Pumping lemma: the set of strings of 0s and 1s such that when interpreted as an integer, that integer is prime

Question

In the section of my textbook covering the pumping lemma, there are practice questions asking us to prove a given language is not regular.

I have not been able to solve this one:

The set of strings of 0s and 1s, beginning with a 1, and interpreted as an integer, that integer is prime.

My attempt:

Assume to the contrary that the language is regular. Let $p$ be the pumping length given by the pumping lemma. Let $s = 101$. The pumping lemma guarantees s can be broken into 3 substrings, x, y, z such that $|xy| \leq p$ and $y \neq \epsilon$....

Obviously this is where it breaks down, because I haven't given a string that is of at least length $p$ (ie $s = 10^p1$).

Answer 1

I believe what you are missing is Fermat's Little Theorem: If $p$ is a prime and $p$ does not divide $a$, then $a^{p-1}\equiv 1 \mod p$.

I'll give an example application in base 10. Let's assume that 2039 is the prime to which the pumping lemma is applied and the decomposition is 2 03 9. That is the pumping lemma would imply that all strings of the form $2(03)^n9$ denote prime numbers. At least it is true for $n\in\{0,1,2\}$. But without further calculation I know that it fails for $n=28$: The number $N=2030303030303030303030303030303030303030303030303030303039$ is divisible by $29$, which is the number at $n=0$. To see this, observe that $N = 20\cdot 100^{28} + \sum\limits_{0\leq i< 28}30\cdot 100^i + 9 = 20\cdot 100^{28} + 30\cdot\frac{100^{28}-1}{100-1} + 9$ and apply Fermat's theorem.
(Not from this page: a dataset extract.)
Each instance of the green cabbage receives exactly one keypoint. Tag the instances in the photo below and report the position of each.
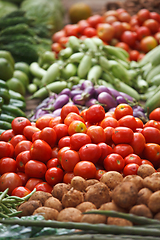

Here, we also use that $29$ does not divide $100-1$.

I hope from this you are able to solve the exercise.

Answer 2

One way to show that this language isn’t regular is to use the following theorem:

Let $L$ be a regular language over $\Sigma$, and let $c_n = |L \cap \Sigma^n|$. There exists a modulus $m \geq 1$ such that for all $0 \leq r < m$ there exist real $C,\lambda \geq 0$ and integer $k \geq 0$ such that the following asymptotic estimate holds for $n \equiv r \pmod{m}$: $$ c_n \sim Cn^k \lambda^n. $$

In your case, $c_n$ is the number of primes between $2^{n-1}$ and $2^n-1$. According to the prime number theorem, the number of primes up to $2^n$ is asymptotic to $2^n/n \log 2$, and so $$ c_n \sim \frac{1}{\log 2} \left( \frac{2^n}{n} - \frac{2^{n-1}}{n-1} \right) \sim \frac{1}{2\log 2} \frac{2^n}{n}. $$ This contradicts the theorem above.